By Dave Lieber
Psst. Yeah, you. Come here. Got a second? You like to travel?
Wanna go on vacations for half-price? All the time? You like concierge service? 24/7.
What? Oh, all you gotta do is go to a 90-minute travel presentation. That’s it. You game? Come on! It’s great. OK!
That’s how it begins. In the case of one travel club that put on presentations in Fort Worth, Texas, hundreds of people paid thousands of dollars each. In return, according to the Texas attorney general, they got nothing.
The company operated as SeaLand Travel Club, Royal Palms Travel and All Inclusive Excursions.
Owner Adrian D. Miller signed an agreed judgment with the attorney general in August. He agreed to pay $30,000 to the state and $20,000 in attorney fees. He also promised not to engage in any future fraudulent activities. Read the lawsuit here.
Customers may get a little back from the state, but their best bet is to seek a settlement with the company, which continues to work with customers who filed complaints. The company says in the judgment that it has refunded $300,000 and knows it will refund more.
Travel club memberships have been a prime source of consumer complaints for a decade. Companies promise great deals. Often, consumers don’t get them and file complaints. Companies get in trouble with the law and close. Consumers lose their money and learn hard lessons.
It’s repeated over and over. But it doesn’t have to be that way.
WatchdogNation.com has important information that could help put an end to travel club deceptions.
Buried deep in the legal judgment are promises by Miller to no longer engage in certain business practices.
His lawyer, William Lewis Sessions, says both sides worked on the guidelines.
“Candidly, my client feels good about that,” Lewis said. “They want to be a positive model.” He said Miller was out of town and unavailable for an interview.
The guidelines are the attorney general’s latest prohibitions on deceptive practices by travel clubs. They could also help consumers and businesses protect themselves — not only in the travel club business but also in any other area where money is involved.
I’ve rewritten them from the original legal language and added comments:
– Beware of travel clubs that fail to clearly and conspicuously disclose their correct business identity and ownership. (A club hides it name so you can’t easily look it up on the Internet before you visit. But always look up the company before signing any contracts.)
Same goes for any sales presentation in which a company’s name is not clearly displayed and explained. (What else is it hiding?)
– A red flag goes up when a company fails to disclose in documents to consumers that the travel club may not always provide prices that are lower than those published on the Internet or elsewhere. (How can anyone promise the lowest prices all the time?)
– Same applies to any legal contracts that attempt to deceive consumers into believing that their membership entitles them to lower prices than those published elsewhere. (That is a promise that ought to get all kinds of companies in trouble.)
– Sales staff must not promise that the examples of accommodations, cruise lines, carriers, resorts, hotels or amenities shown in sales presentations and sales literature will be available to purchasers of the plan. (In other words, don’t fall for the brand names.
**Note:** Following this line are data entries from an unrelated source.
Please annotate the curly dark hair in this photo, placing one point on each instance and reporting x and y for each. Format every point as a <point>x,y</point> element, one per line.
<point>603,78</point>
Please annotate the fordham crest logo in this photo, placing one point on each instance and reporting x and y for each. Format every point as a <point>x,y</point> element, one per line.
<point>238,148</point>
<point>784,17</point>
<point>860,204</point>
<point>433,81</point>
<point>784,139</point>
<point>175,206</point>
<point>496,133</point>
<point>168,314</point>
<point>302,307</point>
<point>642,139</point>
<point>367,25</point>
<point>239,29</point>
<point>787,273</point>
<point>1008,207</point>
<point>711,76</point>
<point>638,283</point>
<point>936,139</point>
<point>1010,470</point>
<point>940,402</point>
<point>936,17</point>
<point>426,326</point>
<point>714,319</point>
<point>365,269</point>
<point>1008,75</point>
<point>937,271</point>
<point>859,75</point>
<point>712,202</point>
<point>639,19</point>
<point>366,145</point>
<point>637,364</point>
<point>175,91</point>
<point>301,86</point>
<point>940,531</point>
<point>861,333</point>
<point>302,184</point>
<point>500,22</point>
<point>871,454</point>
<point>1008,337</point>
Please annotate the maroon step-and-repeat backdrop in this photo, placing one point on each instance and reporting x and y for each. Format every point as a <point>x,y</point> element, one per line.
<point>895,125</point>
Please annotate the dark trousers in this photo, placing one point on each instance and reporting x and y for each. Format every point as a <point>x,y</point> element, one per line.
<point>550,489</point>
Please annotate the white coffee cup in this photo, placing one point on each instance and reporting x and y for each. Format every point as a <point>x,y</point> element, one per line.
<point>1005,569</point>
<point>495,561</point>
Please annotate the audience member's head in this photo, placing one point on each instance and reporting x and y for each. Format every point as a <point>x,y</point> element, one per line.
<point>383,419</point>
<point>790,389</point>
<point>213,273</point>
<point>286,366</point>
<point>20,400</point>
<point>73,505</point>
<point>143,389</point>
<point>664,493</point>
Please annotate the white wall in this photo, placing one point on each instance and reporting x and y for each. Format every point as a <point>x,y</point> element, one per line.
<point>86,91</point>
In this company’s case, it didn’t have permission to use the name and logo of Carnival Cruise in promotions but did anyway.)
– Written disclosures should be made to potential buyers that what the company offers may not always be available to members. (Promised trips and half-price deals never materialized.)
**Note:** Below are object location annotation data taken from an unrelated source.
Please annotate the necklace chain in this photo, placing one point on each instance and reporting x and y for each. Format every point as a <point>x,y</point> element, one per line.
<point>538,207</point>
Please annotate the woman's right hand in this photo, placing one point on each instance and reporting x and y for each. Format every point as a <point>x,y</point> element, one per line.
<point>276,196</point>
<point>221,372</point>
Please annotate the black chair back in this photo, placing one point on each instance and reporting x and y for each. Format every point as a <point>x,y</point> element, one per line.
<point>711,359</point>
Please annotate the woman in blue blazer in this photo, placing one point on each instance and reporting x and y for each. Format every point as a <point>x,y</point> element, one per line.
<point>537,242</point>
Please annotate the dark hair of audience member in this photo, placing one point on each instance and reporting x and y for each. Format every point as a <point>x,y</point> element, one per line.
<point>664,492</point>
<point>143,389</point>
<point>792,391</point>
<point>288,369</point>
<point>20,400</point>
– All statistics offered in sales materials must clearly and conspicuously give the source and date of the information cited. (A way to stop companies from making stuff up.)
– Beware of these words used in sales presentations to describe relationships with other well-known companies: affiliation, association, authorization, connection, partnership. (They try to imply a close relationship with the better-known company. Just because they say it doesn’t make it so.)
– Don’t let these phrases confuse you: deep discount, deeply discounted, pennies on the dollar, greatly reduced rates or similar phrases. (The first price you’re told is too high. The final price is much lower. But it’s still too much.)
– Look for other warning phrases that are never as good as they sound: gift, promotional gift, prize, incentive, complimentary gift. (The company doesn’t tell you that the “free” trip will cost you hundreds of dollars in taxes and other fees. Or it doesn’t tell you that the gift costs you money.)
– Beware also of promises for trips where the company fails to disclose a restriction on available dates to redeem travel vouchers. (I’m still waiting for that Vegas trip I was promised by a different company in 2005.)
– Be skeptical if you hear promises that someone else can negotiate better deals for you. (Professional travel agents –yes, they still exist — are best suited for that.)